In der Rolle als "Dino" fühlt sich Bogdan Wenta ausgesprochen wohl. Die Angaben über sein Geburtsjahr schwanken zwischen 1961 und 1963, gleichbleibend sind lediglich das Datum 19. November und der Geburtsort Danzig. Der Deutsche Handball-Bund (DHB) führt ihn inzwischen offiziell als 35jährig. "Laßt doch mal den alten Mann in Ruhe, der muß ins Bett und schlafen", frotzelte der Magdeburger Stefan Kretzschmar nach der Begegnung mit den Ägyptern. Wenta schien dies nichts auszumachen. "Manchmal lachen die und machen ihren Spaß über mich", erklärte er.

"In der zweiten Halbzeit brauchte ich ein bißchen Atem"

Doch der Schein kann trügen. Die Jahre sind nicht spurlos vorbeigegangen an dem Weltenbummler, der von GKS Wybrzeze/Gdansk nach Spanien zu Elgorriaga Bidasoa Irun und zum inzwischen fünffachen Champions-League-Sieger FC Barcelona wechselte und seit 1995 in Nettelstedt spielt. Beide Beine sind von den Füßen bis zur Hälfte der Wade mit einem stabilisierenden Tapeverband versehen - zum einen als Vorbeugung vor Verletzungen, zum anderen als Schutz für die vor rund neun Monaten gerissene Achillessehne. Erst in der unmittelbaren Vorbereitung auf das Championat stieß er wieder zur Auswahl des Deutschen Handball-Bundes (DHB), für die er seit seinem Debüt 1997 gegen Norwegen bislang 32 Länderspiele bestritt, nachdem er bereits für Polen 180 Mal im Einsatz war.

Öfter als seine Nationalmannschaftskollegen benötigt Bogdan Wenta Erholung und auch längere Zeit der Regeneration.
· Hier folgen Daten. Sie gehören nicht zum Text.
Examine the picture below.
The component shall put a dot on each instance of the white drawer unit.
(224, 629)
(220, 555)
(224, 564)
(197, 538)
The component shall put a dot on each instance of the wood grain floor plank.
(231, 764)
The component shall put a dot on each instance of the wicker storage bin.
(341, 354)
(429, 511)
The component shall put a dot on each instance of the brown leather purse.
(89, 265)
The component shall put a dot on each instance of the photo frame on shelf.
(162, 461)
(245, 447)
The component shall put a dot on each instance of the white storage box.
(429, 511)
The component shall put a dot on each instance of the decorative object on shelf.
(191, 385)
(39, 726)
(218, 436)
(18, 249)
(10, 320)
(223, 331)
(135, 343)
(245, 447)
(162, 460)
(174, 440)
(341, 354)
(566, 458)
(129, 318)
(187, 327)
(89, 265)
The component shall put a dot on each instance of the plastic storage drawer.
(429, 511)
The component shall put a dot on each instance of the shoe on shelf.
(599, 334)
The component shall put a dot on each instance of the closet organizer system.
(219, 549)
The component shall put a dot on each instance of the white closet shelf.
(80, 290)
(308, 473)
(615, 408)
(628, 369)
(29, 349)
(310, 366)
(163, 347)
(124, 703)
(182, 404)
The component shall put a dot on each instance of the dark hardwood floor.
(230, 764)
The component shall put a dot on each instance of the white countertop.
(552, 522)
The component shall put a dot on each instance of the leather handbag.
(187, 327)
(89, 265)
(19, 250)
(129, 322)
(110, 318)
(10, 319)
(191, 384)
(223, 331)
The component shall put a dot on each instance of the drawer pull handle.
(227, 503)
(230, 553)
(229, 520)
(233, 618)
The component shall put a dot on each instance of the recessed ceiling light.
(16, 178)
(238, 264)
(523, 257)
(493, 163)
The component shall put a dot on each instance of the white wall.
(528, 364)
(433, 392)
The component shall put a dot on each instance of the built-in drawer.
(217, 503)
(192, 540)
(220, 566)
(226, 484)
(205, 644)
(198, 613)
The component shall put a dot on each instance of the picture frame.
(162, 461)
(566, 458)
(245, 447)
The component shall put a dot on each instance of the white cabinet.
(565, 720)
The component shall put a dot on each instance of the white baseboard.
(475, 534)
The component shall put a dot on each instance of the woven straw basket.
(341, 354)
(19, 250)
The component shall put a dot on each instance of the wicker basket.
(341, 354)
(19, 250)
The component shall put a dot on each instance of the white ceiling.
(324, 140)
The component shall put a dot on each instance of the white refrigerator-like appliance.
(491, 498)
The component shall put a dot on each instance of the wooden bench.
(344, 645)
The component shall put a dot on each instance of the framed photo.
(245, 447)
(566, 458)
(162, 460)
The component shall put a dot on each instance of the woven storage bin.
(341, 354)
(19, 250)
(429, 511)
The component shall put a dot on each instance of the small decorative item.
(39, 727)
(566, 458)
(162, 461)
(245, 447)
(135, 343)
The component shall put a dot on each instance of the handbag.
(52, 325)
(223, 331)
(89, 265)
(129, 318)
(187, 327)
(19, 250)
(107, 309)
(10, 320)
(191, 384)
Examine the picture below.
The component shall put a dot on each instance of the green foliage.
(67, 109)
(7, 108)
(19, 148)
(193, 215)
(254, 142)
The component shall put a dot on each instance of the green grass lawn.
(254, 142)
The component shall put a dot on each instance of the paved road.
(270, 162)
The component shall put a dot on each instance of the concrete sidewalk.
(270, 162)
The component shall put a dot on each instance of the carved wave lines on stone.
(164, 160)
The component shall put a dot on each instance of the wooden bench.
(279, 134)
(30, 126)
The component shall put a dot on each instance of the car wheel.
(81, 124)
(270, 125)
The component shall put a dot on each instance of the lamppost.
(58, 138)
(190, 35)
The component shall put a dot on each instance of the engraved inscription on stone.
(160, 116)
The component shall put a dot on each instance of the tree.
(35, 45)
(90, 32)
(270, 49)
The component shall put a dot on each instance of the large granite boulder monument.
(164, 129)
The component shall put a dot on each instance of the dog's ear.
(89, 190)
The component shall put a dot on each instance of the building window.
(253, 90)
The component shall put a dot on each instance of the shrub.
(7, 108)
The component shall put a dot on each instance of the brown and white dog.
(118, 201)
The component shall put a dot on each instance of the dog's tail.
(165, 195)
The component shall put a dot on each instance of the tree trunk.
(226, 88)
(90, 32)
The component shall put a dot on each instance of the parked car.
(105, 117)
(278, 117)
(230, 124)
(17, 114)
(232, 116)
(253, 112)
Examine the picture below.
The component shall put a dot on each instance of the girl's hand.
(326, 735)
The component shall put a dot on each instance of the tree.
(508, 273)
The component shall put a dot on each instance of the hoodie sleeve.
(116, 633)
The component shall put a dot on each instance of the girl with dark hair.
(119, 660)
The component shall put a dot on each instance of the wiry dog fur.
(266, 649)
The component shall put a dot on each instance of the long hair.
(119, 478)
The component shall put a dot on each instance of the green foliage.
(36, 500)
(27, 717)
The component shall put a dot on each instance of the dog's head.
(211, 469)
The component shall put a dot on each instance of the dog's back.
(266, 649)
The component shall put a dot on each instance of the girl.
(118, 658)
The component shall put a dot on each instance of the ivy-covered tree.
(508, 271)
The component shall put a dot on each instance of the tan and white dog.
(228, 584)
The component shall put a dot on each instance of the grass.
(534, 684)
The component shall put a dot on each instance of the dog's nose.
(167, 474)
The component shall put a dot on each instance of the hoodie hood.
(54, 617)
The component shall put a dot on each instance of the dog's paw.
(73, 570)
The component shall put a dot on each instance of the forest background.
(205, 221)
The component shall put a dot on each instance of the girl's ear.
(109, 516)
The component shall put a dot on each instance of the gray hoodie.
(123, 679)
Im letzten Gruppenspiel gegen Saudi Arabien am Montag abend pausiert der passionierte Golfer mit Blick auf die am Mittwoch mit dem Achtelfinale beginnenden K.o.-Begegnungen bereits zum zweiten Mal im Verlauf der WM-Vorrunde. "In der zweiten Halbzeit brauchte ich ein bißchen Atem", gab er nach der Partie gegen Ägypten zu. Bundestrainer Heiner Brand weiß, wie wertvoll Wenta als Motivator, Antreiber und Spieler für die Mannschaft ist, und bescheinigte ihm eine Weltklasseleistung. "Bogdan hat uns hochgehalten. Wenn man beobachtet, mit welchem Engagement er zur Sache geht, ist das für einen Mann seines Alters sehr bemerkenswert. Ich habe große Hochachtung davor", lobte Brand.